Most of the browsers already have full access to the collation data (IE through Windows API, Chrome through ICU...), so they wouldn't grow in size, if JS engine were to use that data.
How about a system where locales can be described in a JSON based
format and loaded into the running JS implementation?
There are some projects underway that would host/expose CLDR data as JSON objects, but I am afraid that would bring more problems to the proposal:
- We would need to agree on what goes into JSON (yet another standard?)
- How would one use JSON data (rewrite parts of ICU or Windows i18n calls to use JSON?)
- Where to host JSON data, what if the user is offline?
A positive thing about the proposal: It doesn't, if I have understood it correctly, have a concept of a context-global locale setting. No global state? I like this.
Yes, it doesn't have global locale. You are free to create as many locales per, say web page, and use them to sort, format and parse.
We would like to propose adding i18n API to the EcmaScript standard (either as standard library or part of the language).
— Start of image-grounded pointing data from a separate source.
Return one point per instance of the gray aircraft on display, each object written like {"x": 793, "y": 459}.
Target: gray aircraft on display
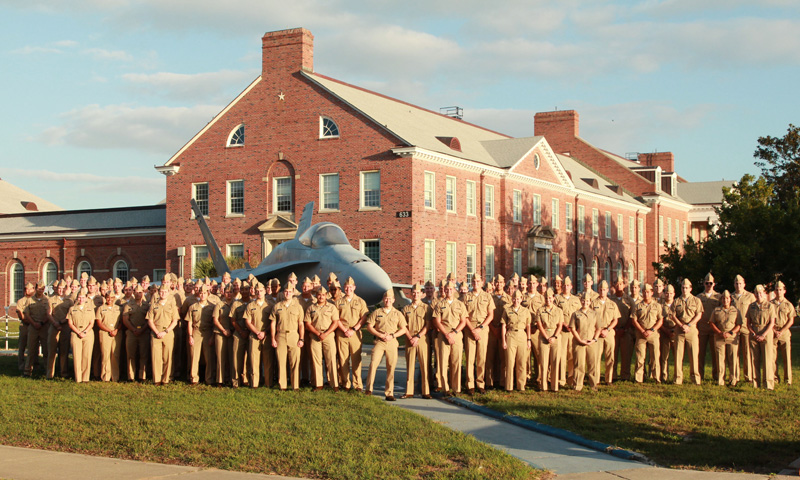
{"x": 318, "y": 249}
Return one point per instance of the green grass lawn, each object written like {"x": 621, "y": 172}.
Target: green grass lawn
{"x": 706, "y": 427}
{"x": 317, "y": 435}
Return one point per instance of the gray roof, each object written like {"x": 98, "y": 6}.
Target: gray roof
{"x": 703, "y": 193}
{"x": 75, "y": 221}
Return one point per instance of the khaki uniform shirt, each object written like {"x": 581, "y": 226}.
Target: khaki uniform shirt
{"x": 550, "y": 318}
{"x": 687, "y": 308}
{"x": 386, "y": 322}
{"x": 726, "y": 319}
{"x": 350, "y": 313}
{"x": 418, "y": 317}
{"x": 606, "y": 311}
{"x": 450, "y": 314}
{"x": 479, "y": 305}
{"x": 321, "y": 317}
{"x": 647, "y": 314}
{"x": 110, "y": 315}
{"x": 81, "y": 316}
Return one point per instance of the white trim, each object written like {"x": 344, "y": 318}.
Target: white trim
{"x": 212, "y": 122}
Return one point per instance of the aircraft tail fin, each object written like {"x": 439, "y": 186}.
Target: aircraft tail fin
{"x": 213, "y": 249}
{"x": 305, "y": 219}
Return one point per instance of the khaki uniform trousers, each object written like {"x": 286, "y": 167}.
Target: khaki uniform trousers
{"x": 605, "y": 349}
{"x": 763, "y": 355}
{"x": 161, "y": 356}
{"x": 261, "y": 355}
{"x": 782, "y": 346}
{"x": 349, "y": 350}
{"x": 475, "y": 351}
{"x": 58, "y": 344}
{"x": 643, "y": 346}
{"x": 726, "y": 352}
{"x": 548, "y": 364}
{"x": 418, "y": 354}
{"x": 239, "y": 347}
{"x": 138, "y": 350}
{"x": 516, "y": 360}
{"x": 390, "y": 349}
{"x": 623, "y": 346}
{"x": 667, "y": 346}
{"x": 223, "y": 352}
{"x": 683, "y": 340}
{"x": 36, "y": 337}
{"x": 584, "y": 358}
{"x": 288, "y": 354}
{"x": 324, "y": 351}
{"x": 203, "y": 345}
{"x": 110, "y": 351}
{"x": 449, "y": 364}
{"x": 82, "y": 355}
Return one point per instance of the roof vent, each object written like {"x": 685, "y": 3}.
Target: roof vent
{"x": 453, "y": 112}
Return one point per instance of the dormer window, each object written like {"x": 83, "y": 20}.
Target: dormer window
{"x": 236, "y": 138}
{"x": 328, "y": 128}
Our current proposal is at EcmaScript i18n APIdocs.google.com/Doc?docid=0AW406aVETP5_ZGh0dHJxNXZfMGM4azV2a2Ro&hl=en (open to edits). We will migrate the document to the proper strawman wiki page as soon as we get access to it.
We feel that our current proposal represents the minimum set of objects and methods needed, but we could certainly extend it to cover number/currency formatting/parsing and possibly calendar support. Our main goal was to start with minimal proposal and get early feedback from the community.